Afghanistan is in many ways the Achilles heel of humanitarianism. It is a war that draws on, unwinnable—as so many invaders had found for centuries before 9/11—and it is a war that places aid agencies in the position of working alongside the armies of governments they are often so dependent on for funding. ‘We’re all on the same side, after all,’ one military official in Islamabad said when questioned about the humanitarian consequences of the invasion. While I never crossed the border into Afghanistan, I was familiar with the ramifications of the war on our work in Pakistan. The Norwegian government, which funded my own aid agency, had made a decision to make troop deployments to Afghanistan and debate ensued among outraged colleagues as we came under pressure to work alongside Norwegian troops as parts of an NGO ‘hearts and minds’ campaign.

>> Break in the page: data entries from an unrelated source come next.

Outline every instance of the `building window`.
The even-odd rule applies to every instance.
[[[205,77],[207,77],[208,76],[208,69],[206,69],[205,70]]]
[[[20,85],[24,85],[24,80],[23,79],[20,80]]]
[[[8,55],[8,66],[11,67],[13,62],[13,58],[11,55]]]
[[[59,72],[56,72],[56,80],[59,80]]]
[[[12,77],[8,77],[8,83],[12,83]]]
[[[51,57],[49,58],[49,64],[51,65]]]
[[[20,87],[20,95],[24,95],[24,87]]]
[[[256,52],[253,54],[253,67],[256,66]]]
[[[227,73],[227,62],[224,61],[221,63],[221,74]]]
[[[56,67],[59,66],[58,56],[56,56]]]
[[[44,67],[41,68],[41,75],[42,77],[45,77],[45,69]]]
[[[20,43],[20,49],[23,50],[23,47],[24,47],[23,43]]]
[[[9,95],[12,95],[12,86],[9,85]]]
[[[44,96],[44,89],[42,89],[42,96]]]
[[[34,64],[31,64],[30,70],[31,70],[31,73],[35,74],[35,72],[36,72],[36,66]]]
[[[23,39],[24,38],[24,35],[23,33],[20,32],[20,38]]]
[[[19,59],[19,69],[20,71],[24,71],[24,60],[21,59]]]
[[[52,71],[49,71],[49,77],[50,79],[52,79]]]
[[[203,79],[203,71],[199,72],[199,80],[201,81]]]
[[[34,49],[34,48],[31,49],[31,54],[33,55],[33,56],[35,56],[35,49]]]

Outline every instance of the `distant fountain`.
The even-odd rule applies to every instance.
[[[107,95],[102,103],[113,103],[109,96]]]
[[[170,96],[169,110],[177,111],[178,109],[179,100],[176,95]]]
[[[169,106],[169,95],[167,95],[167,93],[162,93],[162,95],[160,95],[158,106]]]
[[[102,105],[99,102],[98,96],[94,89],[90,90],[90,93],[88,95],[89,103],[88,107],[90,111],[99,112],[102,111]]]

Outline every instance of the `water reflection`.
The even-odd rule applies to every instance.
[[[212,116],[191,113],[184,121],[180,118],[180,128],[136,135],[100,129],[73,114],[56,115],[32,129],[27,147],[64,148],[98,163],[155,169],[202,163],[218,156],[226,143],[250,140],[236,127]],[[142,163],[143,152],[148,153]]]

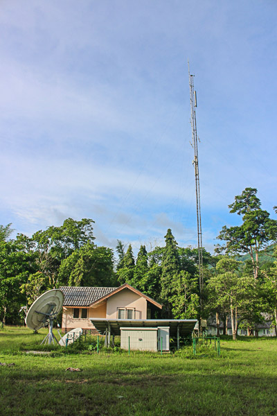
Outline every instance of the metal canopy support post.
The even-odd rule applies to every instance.
[[[108,347],[109,347],[111,343],[111,324],[108,322]]]
[[[177,349],[180,349],[180,328],[177,326]]]

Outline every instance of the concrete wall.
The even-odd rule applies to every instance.
[[[136,308],[134,319],[146,319],[147,301],[128,288],[115,293],[107,300],[107,318],[117,319],[118,308]]]
[[[73,328],[82,328],[82,329],[94,329],[89,320],[89,318],[106,318],[106,301],[95,308],[88,308],[88,318],[87,319],[73,318],[73,308],[64,307],[62,311],[62,330],[68,331]],[[79,308],[81,309],[81,308]]]
[[[120,329],[120,347],[123,349],[157,351],[158,328]]]

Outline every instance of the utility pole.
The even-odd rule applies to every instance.
[[[195,193],[196,193],[196,212],[197,217],[197,241],[198,241],[198,266],[199,266],[199,290],[200,298],[200,315],[202,311],[203,304],[203,252],[202,252],[202,230],[201,225],[201,210],[200,210],[200,187],[199,187],[199,163],[198,163],[198,141],[197,129],[196,127],[196,114],[195,107],[197,106],[196,91],[195,91],[193,78],[194,75],[190,73],[190,63],[188,60],[188,80],[190,85],[190,124],[192,132],[192,143],[191,146],[194,149],[195,157],[193,164],[195,167]],[[200,322],[199,322],[200,329]]]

Here civilians were seen, in crude Pentagon terminology, as ‘force multipliers’: organisations that would extend the reach, influence, and legitimacy of the ‘liberators’ and who, in the words of another commander, would ‘win it for us’.

But if the NGOs were concerned about cooptation to broader military goals, armies themselves wasted no time learning development-speak and employing the controversial Provincial Reconstruction Teams (PRTs) with enormous funds to engage in pseudo-development projects designed partly to rebuild civilian infrastructure and partly to create goodwill—sometimes in exchange for political information and intelligence sharing. But in obvious conjunction with military ends, these development programs were inherently tainted and frequently mistrusted. Based largely on the need to spend cash and buy favour rather than on sound development principles, their funds and effort went on white elephant projects that blurred the lines between independent humanitarian assistance and military strategy: school buildings without teachers, for example. In one province five MSF aid workers were killed by the Taliban because they were accused, falsely, by the local commander of ‘spying for America’. On pulling out of Afghanistan following the attacks, MSF stated that ‘independent humanitarian action, which involves unarmed aid workers going into areas of conflict to provide aid, has become impossible.’